Dari al isyq ini akan timbul perbuatan-perbuatan buruk lain yang bahkan bisa lebih parah dari poin-poin yang disebutkan di atas. Bukankah kita ingat kisah Nabi Yusuf yang ketampanannya membuat Zulaikha kasmaran? Ia tidak menahan padangan dan dalam hatinya tumbuh penyakit al isyq. Apa akibatnya? Ia mengajak Yusuf berzina.

وَلَقَدْ هَمَّتْ بِهِ وَهَمَّ بِهَا لَوْلا أَنْ رَأى بُرْهَانَ رَبِّهِ ‏كَذَلِكَ لِنَصْرِفَ عَنْهُ السُّوءَ وَالْفَحْشَاءَ إِنَّهُ مِنْ عِبَادِنَا الْمُخْلَصِينَ

“Sesungguhnya wanita itu telah bermaksud (melakukan perbuatan zina) dengan Yusuf, dan Yusuf pun bermaksud (melakukannya pula) dengan wanita itu andaikata dia tidak melihat tanda (dari) Tuhannya. Demikianlah, agar Kami memalingkan dari padanya kemungkaran dan kekejian. Sesungguhnya Yusuf itu termasuk hamba-hamba Kami yang terpilih” (QS. Yusuf: 24).

Seorang yang kasmaran, akan selalu teringat si ‘dia’. Bahkan ketika beribadah pun ingat si ‘dia’, melakukan kebaikan pun demi si ‘dia’. Allah diduakan. Ibadah bukan karena Allah, dakwah pun tidak ikhlas, ikut taklim karena ada si ‘dia’, sibuk mengurus dakwah karena bertemu si ‘dia’. Tidak jarang gara-gara penyakit al isyq, seseorang datang ke dukun lalu berbuat kesyirikan, tidak jarang pula yang saling membunuh, atau bunuh diri. Wallahul musta’an.

📙 Hukum Muslimah Berboncengan Motor Dengan Lelaki Non Mahram

Jika telah dipahami beberapa bahasan di atas, maka bisa kita simpulkan bahwa Muslimah berboncengan motor dengan lelaki non-mahram bukan termasuk khalwat namun hukumnya terlarang karena terdapat banyak perkara yang dilarang dalam agama di dalamnya. Diantaranya:

✔✔ Dapat menimbulkan fitnah.

Baik sang lelaki yang terkena fitnah ataupun sang Muslimah yang terfitnah. Jika Allah Ta’ala memerintahkan lelaki dan wanita untuk menundukkan pandangan, lalu meminta sesuatu dari balik tabir, dan Nabi Shallallahu’alaihi Wasallam mewanti-wanita kita bahwa wanita itu adalah fitnah, maka layakkah jika mereka yang ditujukan hal-hal ini malah berboncengan motor?

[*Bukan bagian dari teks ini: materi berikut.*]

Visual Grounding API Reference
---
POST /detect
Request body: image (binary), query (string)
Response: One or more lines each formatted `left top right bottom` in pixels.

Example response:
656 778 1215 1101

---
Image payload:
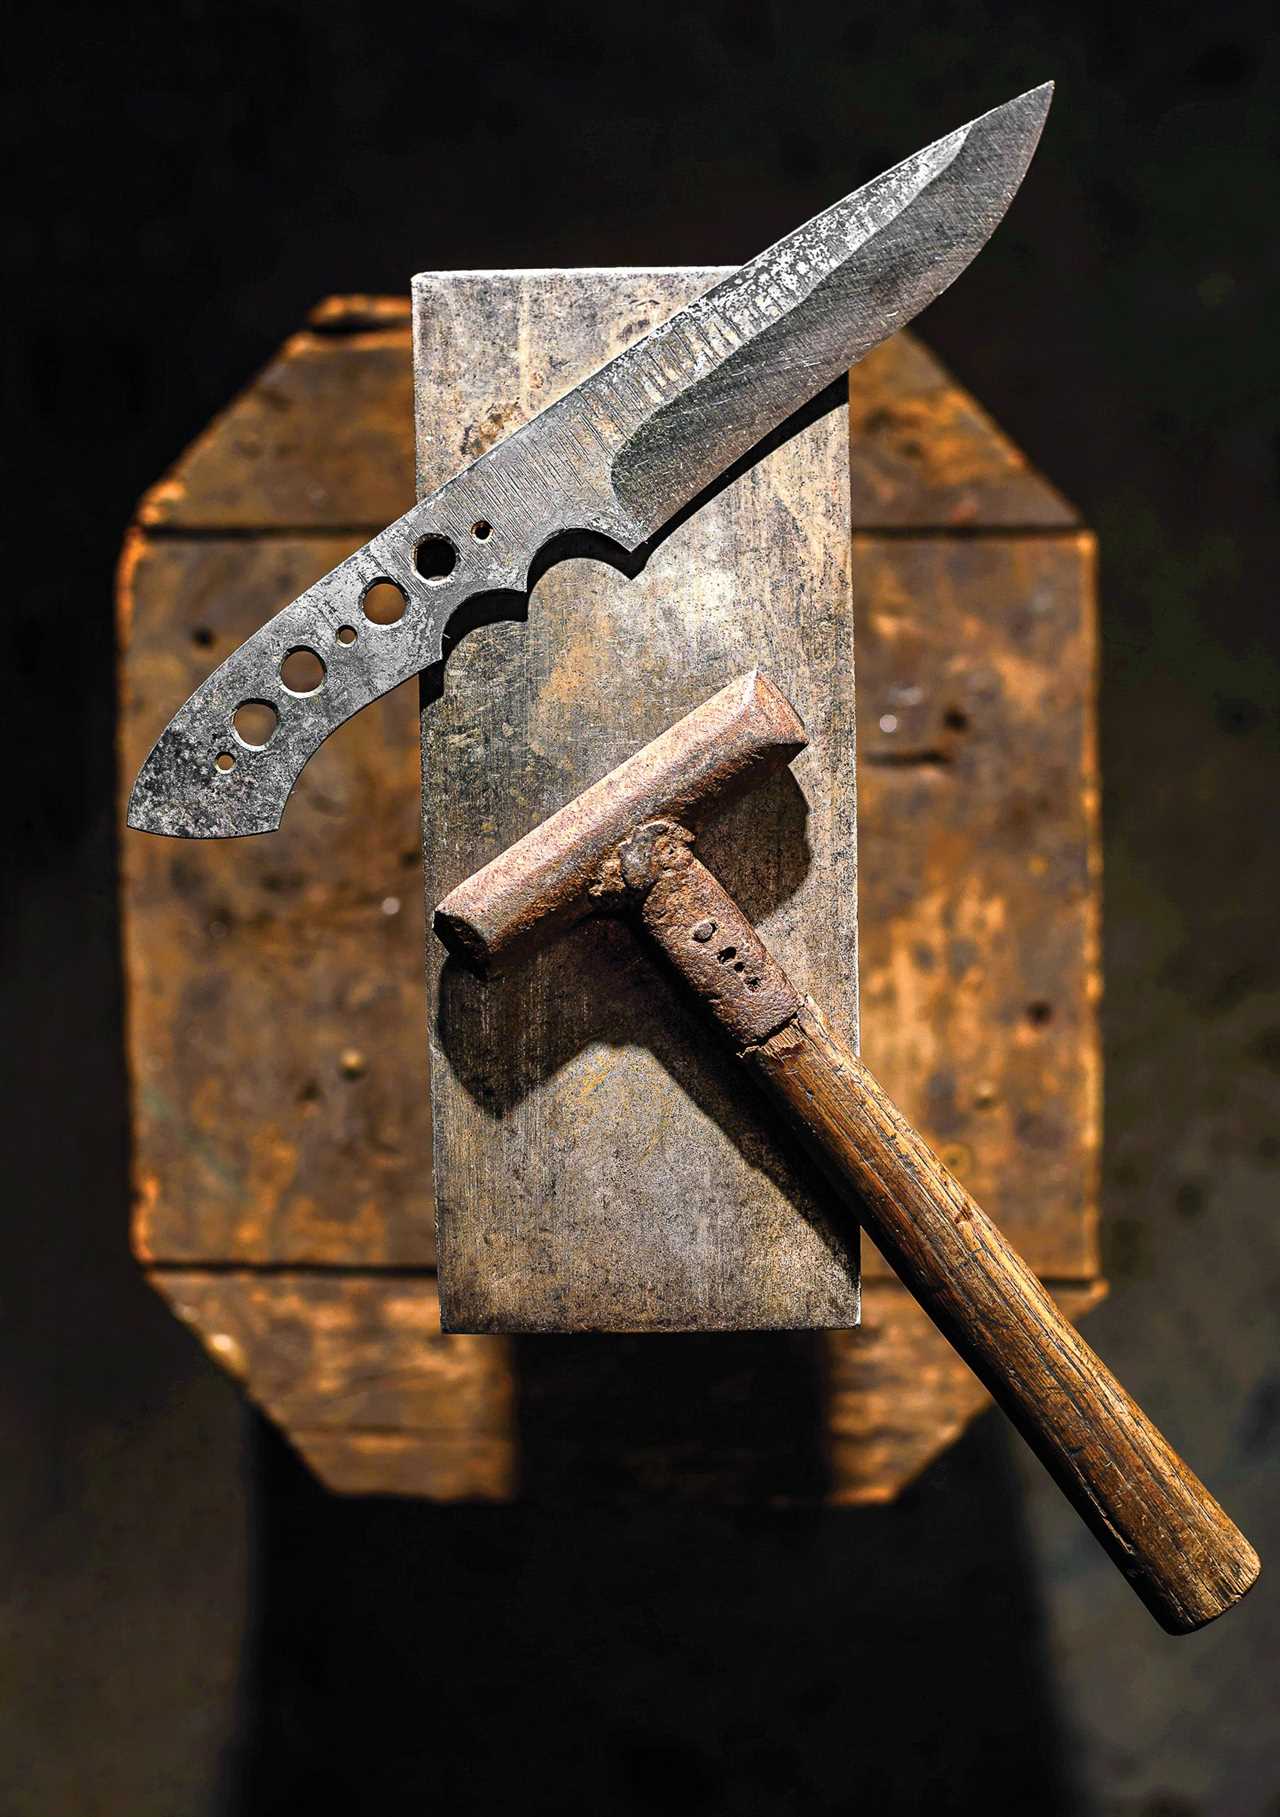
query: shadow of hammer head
433 670 807 978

✔✔ Sangat rawan terjadi persentuhan.

Walaupun terdapat pelapis berupa kain pakaian, namun persentuhan tetap terlarang sekalipun dengan pelapis.
Dapat menimbulkan zina maknawi.

Berboncengannya wanita dan lelaki sangat rawan terjadi persentuhan tangan yang merupakan zina tangan, persentuhan kaki yang bisa termasuk zina kaki, perbincangan yang menimbulkan godaan dan fitnah yang ini merupakan zina lisan, dan juga muncul perasaan-perasaan tidak sehat diantara keduanya yang ini merupakan zina hati. Yang semua ini bisa mengantarkan kepada zina yang sebenarnya. Wallahul musta’an.

✔✔ Dapat menimbulkan penyakit al isyq.

Diantara bentuk zina hati adalah munculnya penyakit al ‘isyq antara lelaki dan wanita yang berboncengan tersebut. Dan al isyq adalah penyakit, bahkan ia penyakit yang destruktif sebagaimana telah kami jelaskan.

Dewan Fatwa Islamweb ketika ditanya: “apa hukum Muslimah berboncengan motor dengan suami dari saudari perempuannya dengan keadaan terbuka kakinya dan saling menempel pahanya?“. Mereka menjawab:

فإنّ زوج الأخت ليس من المحارم، وإنما هو أجنبي، فإذا لم تكن أخت الزوجة صغيرة دون حد الاشتهاء، فلا يجوز لها الركوب خلف زوج أختها، ولا سيما إذا كانت مماسة له على النحو المذكور، فلا شكّ أنّ ذلك منكر ظاهر وباب فتنة وفساد، وركوب المرأة خلف الأجنبي بهذه الصورة المذكورة من الملاصقة واللمس لا شك أنه غير جائز، جاء في الموسوعة الفقهية الكويتية: وَأَمَّا إِرْدَافُ الْمَرْأَةِ لِلرَّجُل الأَْجْنَبِيِّ، وَالرَّجُل لِلْمَرْأَةِ الأَْجْنَبِيَّةِ فَهُوَ مَمْنُوعٌ، سَدًّا لِلذَّرَائِعِ، وَاتِّقَاءً لِلشَّهْوَةِ الْمُحَرَّمَةِ.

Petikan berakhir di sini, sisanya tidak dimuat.